I have been in it for 28 and this is very true. There are thousands of custom makers in the US alone but there is a very small percentage of those that do it full time without another source of income.
This time of year there are also many distractions for makers and customers alike. My 4 kids are home every day and they are more demanding about going out with friends and there are always other events and holidays that we want to spend time together at. As customers you are going through the same thing, and it burns up your "knife money" so there is less coming in for us too. 
There are other things too, as has been pointed out the custom kitchen knife market is small, but growing. It is true that the market for hunting knives in the US is much bigger, even though those knives hardly ever get used in comparison to kitchen knives.
Thanks,
Del


----------



## Keith Sinclair (Aug 6, 2014)

Thanks Delbert for the insights. I got into fine kitchen knives because I was in the food & beverage industry almost 40 years, on this forum there are quite of few persons in the food business. Then there are a lot of home cooks here as well that know more about knives & sharpening than most professional cooks.

Perhaps it is a limited market. When cutting I always wanted a quality very sharp knife, slowly I would see more cooks willing to spend good coin to get a fine Japanese gyuto or yanagiba. As mentioned the vast number of people who do cooking at home use cheap throw away stainless and know nothing of knife care or sharpening. Even if a small % of these ever got to cut with a good sharp knife perhaps some would venture to the custom knife market.

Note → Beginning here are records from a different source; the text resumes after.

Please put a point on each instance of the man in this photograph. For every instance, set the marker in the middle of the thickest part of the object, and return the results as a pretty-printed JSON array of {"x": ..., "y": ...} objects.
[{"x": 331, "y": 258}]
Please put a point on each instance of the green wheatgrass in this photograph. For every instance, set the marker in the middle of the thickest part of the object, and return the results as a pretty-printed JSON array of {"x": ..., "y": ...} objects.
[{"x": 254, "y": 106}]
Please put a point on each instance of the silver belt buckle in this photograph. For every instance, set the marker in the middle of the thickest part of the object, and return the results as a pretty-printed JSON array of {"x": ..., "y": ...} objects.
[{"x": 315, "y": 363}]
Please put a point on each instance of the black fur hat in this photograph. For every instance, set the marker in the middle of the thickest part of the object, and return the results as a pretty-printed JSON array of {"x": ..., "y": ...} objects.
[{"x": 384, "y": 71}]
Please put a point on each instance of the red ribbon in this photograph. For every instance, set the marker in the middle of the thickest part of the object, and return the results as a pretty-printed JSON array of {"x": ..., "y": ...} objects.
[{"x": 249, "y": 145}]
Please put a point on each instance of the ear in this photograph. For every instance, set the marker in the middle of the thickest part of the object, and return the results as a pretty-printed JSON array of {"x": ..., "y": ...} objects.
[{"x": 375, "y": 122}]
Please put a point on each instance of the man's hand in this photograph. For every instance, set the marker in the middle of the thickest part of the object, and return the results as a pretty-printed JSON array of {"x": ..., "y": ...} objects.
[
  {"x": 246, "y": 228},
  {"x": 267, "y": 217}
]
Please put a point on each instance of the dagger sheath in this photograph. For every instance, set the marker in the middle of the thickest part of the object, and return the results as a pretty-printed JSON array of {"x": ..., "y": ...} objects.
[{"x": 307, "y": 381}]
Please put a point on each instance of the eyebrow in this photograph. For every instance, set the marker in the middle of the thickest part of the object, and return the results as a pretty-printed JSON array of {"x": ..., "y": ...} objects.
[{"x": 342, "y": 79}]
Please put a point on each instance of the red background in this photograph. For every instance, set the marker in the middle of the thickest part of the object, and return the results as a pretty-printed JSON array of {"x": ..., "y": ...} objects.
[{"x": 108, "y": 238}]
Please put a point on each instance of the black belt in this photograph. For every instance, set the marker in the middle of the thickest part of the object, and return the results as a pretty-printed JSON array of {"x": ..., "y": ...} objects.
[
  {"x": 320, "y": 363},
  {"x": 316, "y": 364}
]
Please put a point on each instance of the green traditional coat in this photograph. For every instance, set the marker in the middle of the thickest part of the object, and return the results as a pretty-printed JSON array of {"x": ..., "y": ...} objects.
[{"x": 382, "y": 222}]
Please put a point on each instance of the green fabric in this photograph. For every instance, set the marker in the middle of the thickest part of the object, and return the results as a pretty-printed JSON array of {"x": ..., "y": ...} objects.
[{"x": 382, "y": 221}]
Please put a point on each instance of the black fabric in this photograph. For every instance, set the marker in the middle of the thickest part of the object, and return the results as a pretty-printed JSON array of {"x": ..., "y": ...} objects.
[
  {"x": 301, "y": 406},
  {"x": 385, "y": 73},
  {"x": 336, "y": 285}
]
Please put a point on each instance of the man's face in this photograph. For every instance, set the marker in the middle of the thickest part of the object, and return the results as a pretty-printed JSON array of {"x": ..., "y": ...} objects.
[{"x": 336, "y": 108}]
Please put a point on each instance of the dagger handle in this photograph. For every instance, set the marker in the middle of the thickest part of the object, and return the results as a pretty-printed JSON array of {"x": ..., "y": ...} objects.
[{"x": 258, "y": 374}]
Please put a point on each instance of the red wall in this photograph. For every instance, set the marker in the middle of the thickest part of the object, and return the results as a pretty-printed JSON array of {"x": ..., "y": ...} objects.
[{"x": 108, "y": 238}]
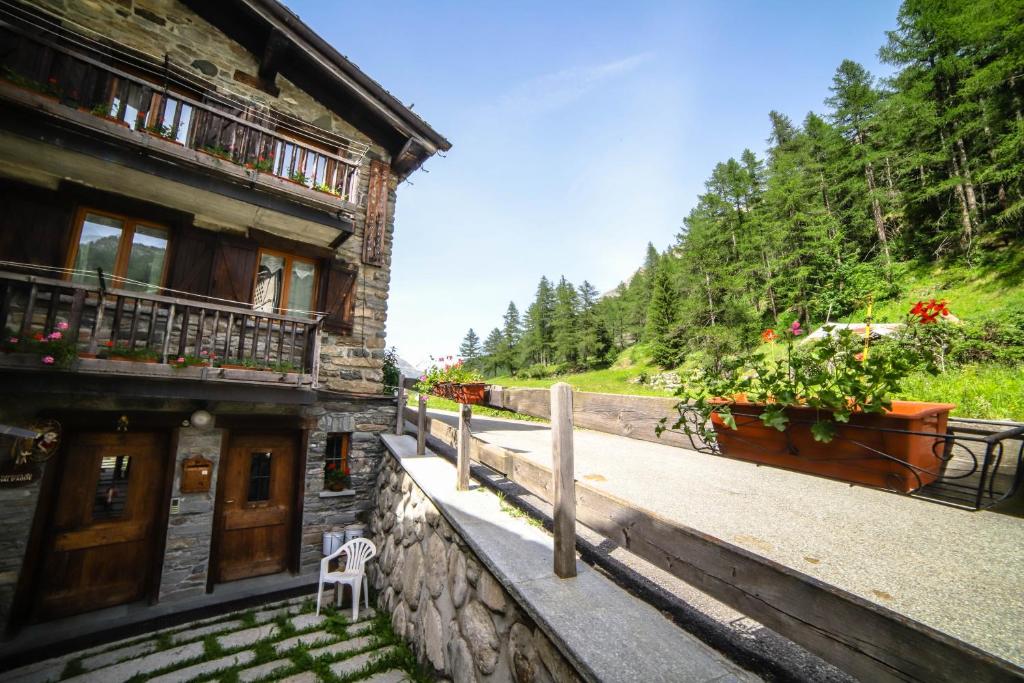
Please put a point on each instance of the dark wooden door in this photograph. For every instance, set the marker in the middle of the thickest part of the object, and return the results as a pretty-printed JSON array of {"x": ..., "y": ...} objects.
[
  {"x": 102, "y": 535},
  {"x": 257, "y": 492}
]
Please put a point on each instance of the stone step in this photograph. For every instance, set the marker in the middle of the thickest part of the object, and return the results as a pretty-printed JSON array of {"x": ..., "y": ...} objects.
[
  {"x": 129, "y": 668},
  {"x": 202, "y": 632},
  {"x": 203, "y": 668},
  {"x": 343, "y": 646},
  {"x": 389, "y": 676},
  {"x": 262, "y": 671},
  {"x": 247, "y": 636},
  {"x": 352, "y": 665},
  {"x": 119, "y": 654},
  {"x": 307, "y": 639}
]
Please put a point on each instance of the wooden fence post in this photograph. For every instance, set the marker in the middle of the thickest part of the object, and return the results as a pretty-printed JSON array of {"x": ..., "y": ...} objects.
[
  {"x": 399, "y": 421},
  {"x": 421, "y": 425},
  {"x": 462, "y": 445},
  {"x": 562, "y": 466}
]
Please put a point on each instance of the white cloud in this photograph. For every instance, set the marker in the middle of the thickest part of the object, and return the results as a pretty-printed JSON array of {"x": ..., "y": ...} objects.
[{"x": 552, "y": 91}]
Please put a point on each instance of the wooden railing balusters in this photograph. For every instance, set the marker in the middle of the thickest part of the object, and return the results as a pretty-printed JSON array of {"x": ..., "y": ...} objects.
[
  {"x": 75, "y": 317},
  {"x": 242, "y": 336},
  {"x": 168, "y": 330},
  {"x": 200, "y": 332},
  {"x": 30, "y": 307},
  {"x": 116, "y": 324},
  {"x": 151, "y": 325},
  {"x": 183, "y": 334},
  {"x": 97, "y": 323},
  {"x": 51, "y": 310},
  {"x": 227, "y": 336},
  {"x": 134, "y": 323}
]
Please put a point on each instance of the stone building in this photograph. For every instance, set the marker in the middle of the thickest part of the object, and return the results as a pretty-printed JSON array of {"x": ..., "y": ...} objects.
[{"x": 198, "y": 204}]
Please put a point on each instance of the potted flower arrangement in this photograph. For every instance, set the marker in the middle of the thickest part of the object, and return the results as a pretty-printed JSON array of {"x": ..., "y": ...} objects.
[
  {"x": 263, "y": 163},
  {"x": 454, "y": 381},
  {"x": 336, "y": 477},
  {"x": 124, "y": 351},
  {"x": 824, "y": 408},
  {"x": 54, "y": 349}
]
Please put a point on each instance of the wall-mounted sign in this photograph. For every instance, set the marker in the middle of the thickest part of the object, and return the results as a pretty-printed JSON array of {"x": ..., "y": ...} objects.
[
  {"x": 20, "y": 468},
  {"x": 197, "y": 472}
]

It may be a sign of the times, here the Honolulu Symphony went under from like of interest & support. At the same time Bruno Marrs concerts were sold out in days. When Barns & Noble book store came to Hawaii was nice lots of books and coffee shop. It just closed down, losing money, a Ross store is taking it's place. Ross stores are poping up all over Hawaii.


----------



## Burl Source (Aug 7, 2014)

I think part of what it takes to improve the market for a kitchen knife maker is educating the customers. That's how Kramer built his customer base. But that alone can be a full time job.
I am not a prosperous person and some of my most valuable possessions are knives. When people look at my fighters and other customs they think they are cool but don't try to get one made after hearing the price tag.
But.....with my kitchen knives after seeing them and trying them out $4 to $500 seems reasonable and several friends and family have gotten ones for themselves.
Before seeing and cutting with a decent kitchen knife most people think $50 is expensive for a kitchen knife. Not because they are being cheap, they just don't know.


----------



## WildBoar (Aug 7, 2014)

I've managed to get a few family members and friends to venture into the world of j-knives and US makers. Sadly one chose a Richmond, but it is still better than what he had before  But I'm happy to say my brother-in-law fell hard for a Harner line knife at the ECG and is leaping from the world of Henkels into the world of custom kitchen knife makers. I truly think the more we can all do to help spread the word about these craftsmen to the regular people on the street the more the market will expand and more of the makers will be able to make a comfortable living. And part of the 'education' is convincing them to open up their wallets wider than they had hoped but in return getting a product that will be serviceable for many, many years while still performing a lot better than they are used to.


----------



## bahamaroot (Aug 10, 2014)

I know many of the custom makers have quit taking orders because they are so far behind. They are trying to juggle full time jobs and family with making knives and there is just not that much time in the day for them.


----------